I'm trying to get a webservice for protein discovery running. I would like to perform a tblastn with a PSSM from NCBI's archive (smp file). This works fine with NCBI BLAST+, but unfortunately the framework I should run it from only supports the old NCBI BLAST (2.2.21).
So I'm searching for a equivalent command to
tblastn -in_pssm matrix.smp -db database -evalue 1e-10 -out outfile -outfmt 6
and what I came up with was
blastall -p psitblastn -d database -R matrix.smp -o outfile -e 1e-10 -m 8
This command, however, has been running for hours without producing any output, error message, or consuming any cpu time (ps -A | grep blastall yields 0:00:00)
What am I doing wrong?
Isn't the input sequence somewhat irrelevant when I already have a PSSM to search with?- however, I'll try supplying the sequence as well and see if it works. Thanks!
As I recall, the old NCBI blastall binary did not support searching with a pssm.

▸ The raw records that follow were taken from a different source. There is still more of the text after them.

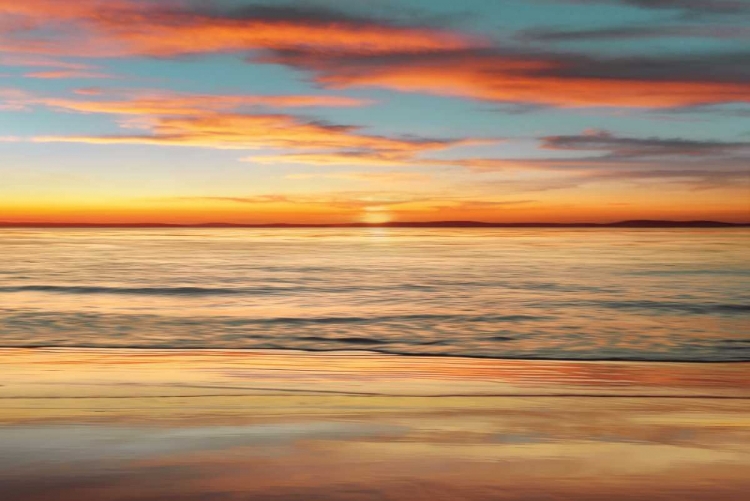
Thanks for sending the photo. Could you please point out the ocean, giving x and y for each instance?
(567, 294)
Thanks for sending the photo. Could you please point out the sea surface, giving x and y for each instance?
(574, 294)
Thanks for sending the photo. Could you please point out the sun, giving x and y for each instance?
(375, 215)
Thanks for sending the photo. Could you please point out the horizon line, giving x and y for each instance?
(632, 223)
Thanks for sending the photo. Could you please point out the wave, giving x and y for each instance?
(661, 358)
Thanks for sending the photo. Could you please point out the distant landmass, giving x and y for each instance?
(635, 223)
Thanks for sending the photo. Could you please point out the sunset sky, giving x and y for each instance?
(332, 111)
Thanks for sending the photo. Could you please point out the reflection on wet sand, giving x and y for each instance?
(293, 426)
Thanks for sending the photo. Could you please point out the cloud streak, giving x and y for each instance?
(342, 50)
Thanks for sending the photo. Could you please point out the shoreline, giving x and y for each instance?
(252, 425)
(363, 351)
(33, 372)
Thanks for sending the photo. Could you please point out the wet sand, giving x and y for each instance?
(274, 425)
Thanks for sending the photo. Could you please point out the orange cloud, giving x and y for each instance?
(164, 103)
(528, 79)
(244, 131)
(130, 27)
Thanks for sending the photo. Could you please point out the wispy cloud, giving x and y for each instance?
(343, 50)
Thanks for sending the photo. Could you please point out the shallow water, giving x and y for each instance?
(516, 293)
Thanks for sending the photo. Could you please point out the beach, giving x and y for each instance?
(93, 424)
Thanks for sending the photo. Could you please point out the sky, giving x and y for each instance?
(333, 111)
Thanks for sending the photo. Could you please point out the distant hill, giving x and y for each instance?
(635, 223)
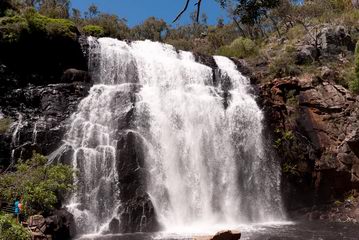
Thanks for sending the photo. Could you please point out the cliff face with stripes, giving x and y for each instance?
(311, 124)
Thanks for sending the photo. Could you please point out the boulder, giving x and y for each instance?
(320, 158)
(75, 75)
(227, 235)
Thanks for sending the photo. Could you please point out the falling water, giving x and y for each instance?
(206, 160)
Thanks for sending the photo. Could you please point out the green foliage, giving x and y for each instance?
(37, 183)
(5, 124)
(50, 27)
(284, 64)
(93, 30)
(354, 83)
(12, 28)
(240, 48)
(288, 136)
(296, 32)
(53, 8)
(338, 203)
(151, 28)
(112, 25)
(181, 44)
(11, 230)
(291, 169)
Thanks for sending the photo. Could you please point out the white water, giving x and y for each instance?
(207, 164)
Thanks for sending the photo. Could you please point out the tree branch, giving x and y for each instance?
(198, 9)
(184, 9)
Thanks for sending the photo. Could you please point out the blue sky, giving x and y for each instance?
(136, 11)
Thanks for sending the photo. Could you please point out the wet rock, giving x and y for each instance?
(114, 226)
(321, 118)
(227, 235)
(306, 54)
(72, 75)
(41, 113)
(61, 225)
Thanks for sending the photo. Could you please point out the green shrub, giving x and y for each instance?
(181, 44)
(290, 168)
(284, 64)
(11, 230)
(93, 30)
(38, 184)
(240, 48)
(50, 26)
(5, 124)
(296, 32)
(12, 28)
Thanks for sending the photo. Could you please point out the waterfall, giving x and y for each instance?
(204, 155)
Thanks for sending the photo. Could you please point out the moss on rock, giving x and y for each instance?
(93, 30)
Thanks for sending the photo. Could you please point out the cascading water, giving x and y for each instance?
(206, 159)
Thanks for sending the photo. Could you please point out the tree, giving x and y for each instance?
(38, 184)
(152, 28)
(76, 14)
(93, 10)
(54, 8)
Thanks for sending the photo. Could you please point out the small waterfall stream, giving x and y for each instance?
(206, 160)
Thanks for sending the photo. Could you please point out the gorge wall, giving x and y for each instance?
(311, 124)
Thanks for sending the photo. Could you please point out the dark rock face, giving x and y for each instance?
(39, 60)
(61, 225)
(40, 114)
(315, 128)
(227, 235)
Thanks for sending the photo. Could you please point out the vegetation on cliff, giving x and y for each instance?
(38, 184)
(10, 229)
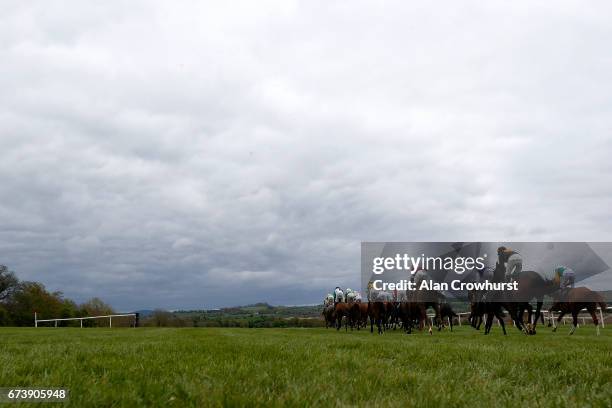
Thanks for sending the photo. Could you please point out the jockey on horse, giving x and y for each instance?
(338, 295)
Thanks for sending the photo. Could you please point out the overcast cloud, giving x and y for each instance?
(188, 155)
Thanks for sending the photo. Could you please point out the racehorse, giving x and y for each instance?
(342, 310)
(329, 315)
(531, 285)
(376, 312)
(363, 312)
(446, 311)
(576, 300)
(354, 316)
(410, 312)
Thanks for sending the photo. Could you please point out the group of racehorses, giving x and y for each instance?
(484, 307)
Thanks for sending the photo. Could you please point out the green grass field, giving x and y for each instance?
(311, 367)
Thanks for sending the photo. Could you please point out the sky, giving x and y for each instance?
(204, 154)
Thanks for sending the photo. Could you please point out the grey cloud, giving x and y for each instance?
(206, 154)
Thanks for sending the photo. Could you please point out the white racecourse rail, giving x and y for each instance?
(110, 319)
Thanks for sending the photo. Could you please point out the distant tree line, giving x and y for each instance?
(162, 318)
(20, 299)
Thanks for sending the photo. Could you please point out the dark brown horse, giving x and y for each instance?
(329, 315)
(377, 314)
(363, 312)
(411, 312)
(531, 285)
(446, 311)
(342, 310)
(354, 315)
(576, 300)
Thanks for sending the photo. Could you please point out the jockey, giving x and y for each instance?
(485, 274)
(565, 278)
(512, 260)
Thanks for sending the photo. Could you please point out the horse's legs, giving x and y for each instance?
(538, 311)
(591, 310)
(574, 321)
(500, 318)
(558, 320)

To do that, I believe you need to use the separate blastpgp binary that should also be part of the distribution.
To your edit2: as far as I understand, the values in a PSSM at each position are enough to define substitutions. If, eg., a Trp is at position X that is highly conserved, the matrix values will assign a high score to Trp and a low to all others (without needing to know that there was indeed a Trp in a large subset of sequences). Also, the concept of one input sequence for a profile generated from multiple homologues seems a bit shaky. Then again, I might be wrong ;)
Sorry for the late accept: the program really waits for stdin, but I still think that in theory it should not be necessary.